Controls and Trust

I am appalled as I look at systems in various companies with whom I have consulted, or who have employed me at the lack of system controls in key places. If you are in the data delivery business and you have agreements with your customers, wouldn’t you want to know that you are meeting your service level agreements? Or better still when you are not going to (for whatever reason) and be able to issue warnings, do something about it, or whatever?

Similarly when looking at flow through from one system to another, can you reasonably be assured that everything that was supposed to be processed was?

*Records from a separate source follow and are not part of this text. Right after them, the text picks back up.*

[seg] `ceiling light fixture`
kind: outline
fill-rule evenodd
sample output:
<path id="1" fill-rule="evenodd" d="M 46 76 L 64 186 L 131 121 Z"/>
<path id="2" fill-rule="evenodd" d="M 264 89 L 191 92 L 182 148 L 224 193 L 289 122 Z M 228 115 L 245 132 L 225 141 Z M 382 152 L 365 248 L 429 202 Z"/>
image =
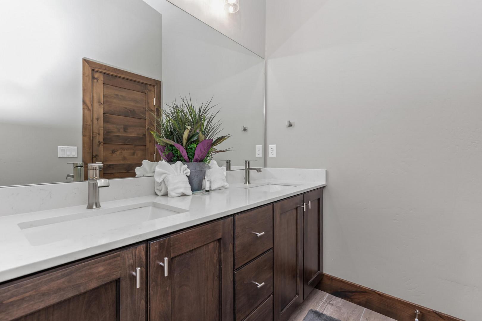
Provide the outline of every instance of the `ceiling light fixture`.
<path id="1" fill-rule="evenodd" d="M 240 10 L 240 0 L 224 0 L 224 10 L 230 13 Z"/>

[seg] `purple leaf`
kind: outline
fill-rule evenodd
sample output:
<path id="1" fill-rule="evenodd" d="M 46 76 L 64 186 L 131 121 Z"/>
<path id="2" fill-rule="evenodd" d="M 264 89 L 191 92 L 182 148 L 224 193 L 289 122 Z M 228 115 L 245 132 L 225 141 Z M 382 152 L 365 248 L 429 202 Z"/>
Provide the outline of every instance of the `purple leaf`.
<path id="1" fill-rule="evenodd" d="M 186 150 L 184 149 L 184 147 L 182 147 L 182 145 L 174 142 L 174 141 L 173 142 L 174 143 L 173 145 L 177 149 L 177 150 L 179 151 L 182 156 L 184 157 L 184 160 L 186 160 L 186 163 L 189 163 L 189 157 L 187 157 L 187 153 L 186 152 Z"/>
<path id="2" fill-rule="evenodd" d="M 207 156 L 212 145 L 213 140 L 204 140 L 198 144 L 194 152 L 194 158 L 192 159 L 193 163 L 199 163 L 204 160 Z"/>
<path id="3" fill-rule="evenodd" d="M 159 152 L 159 154 L 161 155 L 161 157 L 166 162 L 170 162 L 171 160 L 173 159 L 173 156 L 174 156 L 173 153 L 170 152 L 169 154 L 164 155 L 164 153 L 166 151 L 166 146 L 162 146 L 159 144 L 156 144 L 155 146 L 156 148 L 157 148 L 158 151 Z"/>

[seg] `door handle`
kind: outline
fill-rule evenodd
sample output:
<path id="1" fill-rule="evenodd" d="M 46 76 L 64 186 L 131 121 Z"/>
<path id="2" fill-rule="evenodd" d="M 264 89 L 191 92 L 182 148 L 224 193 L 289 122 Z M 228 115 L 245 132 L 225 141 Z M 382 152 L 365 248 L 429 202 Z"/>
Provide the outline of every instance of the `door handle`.
<path id="1" fill-rule="evenodd" d="M 135 268 L 135 288 L 141 287 L 141 268 Z"/>
<path id="2" fill-rule="evenodd" d="M 256 287 L 258 288 L 258 289 L 265 285 L 264 282 L 262 283 L 258 283 L 257 282 L 255 282 L 254 281 L 252 281 L 252 282 L 255 284 L 256 284 Z"/>
<path id="3" fill-rule="evenodd" d="M 167 266 L 167 257 L 164 258 L 164 262 L 159 262 L 159 265 L 164 267 L 164 276 L 167 276 L 169 275 L 169 269 Z"/>
<path id="4" fill-rule="evenodd" d="M 303 207 L 303 212 L 306 212 L 306 205 L 308 205 L 308 208 L 311 208 L 311 201 L 309 201 L 309 203 L 304 203 L 303 204 L 303 205 L 298 205 L 298 207 Z"/>
<path id="5" fill-rule="evenodd" d="M 261 232 L 261 233 L 256 233 L 256 232 L 253 232 L 253 233 L 255 234 L 256 236 L 258 237 L 259 237 L 260 236 L 262 236 L 263 235 L 265 235 L 264 232 Z"/>

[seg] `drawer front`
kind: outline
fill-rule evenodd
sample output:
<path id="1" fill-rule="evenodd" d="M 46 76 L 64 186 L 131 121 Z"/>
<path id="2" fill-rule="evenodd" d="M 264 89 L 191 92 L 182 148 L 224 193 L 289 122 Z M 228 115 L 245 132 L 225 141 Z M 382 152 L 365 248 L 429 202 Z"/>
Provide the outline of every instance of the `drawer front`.
<path id="1" fill-rule="evenodd" d="M 273 321 L 273 295 L 263 302 L 243 321 Z"/>
<path id="2" fill-rule="evenodd" d="M 254 282 L 264 284 L 260 286 Z M 234 272 L 236 321 L 244 319 L 272 293 L 273 250 L 270 250 Z"/>
<path id="3" fill-rule="evenodd" d="M 234 267 L 238 269 L 273 247 L 273 205 L 235 215 L 234 230 Z"/>

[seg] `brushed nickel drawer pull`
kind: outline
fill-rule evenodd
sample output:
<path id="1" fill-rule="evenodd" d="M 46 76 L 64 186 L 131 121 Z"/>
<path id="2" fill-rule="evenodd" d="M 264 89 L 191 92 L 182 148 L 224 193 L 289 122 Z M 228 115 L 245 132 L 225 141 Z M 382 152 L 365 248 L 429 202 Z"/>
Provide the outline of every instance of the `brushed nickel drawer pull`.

Do you count your cash after going to the ATM. Maybe the machine didn’t deliver correctly because a couple of notes were stuck together. Maybe a new software version caused a miscount under some weird circumstances. The ATM is a “black box” to me. That means that at its boundaries I have to decide what my trust relationship with it will be.

So when I have systems which are supposed to communicate in some way (e.g. by passing data) what controls should be in place to make sure everything is properly accounted for? Should a sending system keep a count of what it has sent? Should receiving systems similarly keep track? How do we reconcile? Should the reconciliation be in-band? Should it be out-of-band? Is logging adequate? Do we have to account for the “value” of the transmission as well as just counts? What tolerances matter if we are concerned with value (perhaps one system rounds off the value differently from another so at the end of the day the total value has a discrepancy)?

This need for controls is exacerbated by systems that use Events as the primary means of notification. Because at the individual event level we can indeed count, maintain value, etc. But often the controls need to be at an aggregate level. One would think in, for example, an airline boarding system that as long as every boarding event is properly received by the “flight”, then the system should be in balance. Try telling that to Easyjet. There is a manual control system whereby the Flight Attendants actually count the number of passengers on the plane and attempt to reconcile that with the “expected” number. How the expected number is derived, I have no idea. It could be simply the number of boarding cards collected – but what about electronic boarding? It could be the “system’s” view of how many bums there should be on seats. Whatever it is it doesn’t appear to be reliable. Chris Potts (Twitter @chrisdpotts) told me the story of what happens when the count is wrong. they recount, they look for people in bathrooms, they delay the flight. It’s all a mess.

In the 1960s when phone phreaking was at its peak, people could make free calls because the control signals (tones) for managing the connection system were on the same band of the infrastructure as the call itself. So when a signal tone was detected (and you could get whistles to generate these tones), the system went into a signalling state. By signalling the correct sequence you could generate the sequence to make free calls. Simple fix – put the controls out of band with what you want to transmit.

In a properly reliable infrastructure, the appropriate controls should be built in from the beginning. Again, you may ask, “What’s this got to do with Enterprise Architecture?”. I argue that it has a great deal to do with the architecture of the enterprise. Good controls make for good compliance and a high level of confidence in our business practices. Bad controls can make your corporation star in places you don’t want to be – the front page of the WSJ, in anecdotes among the social networks, resulting in a loss of confidence in your organization.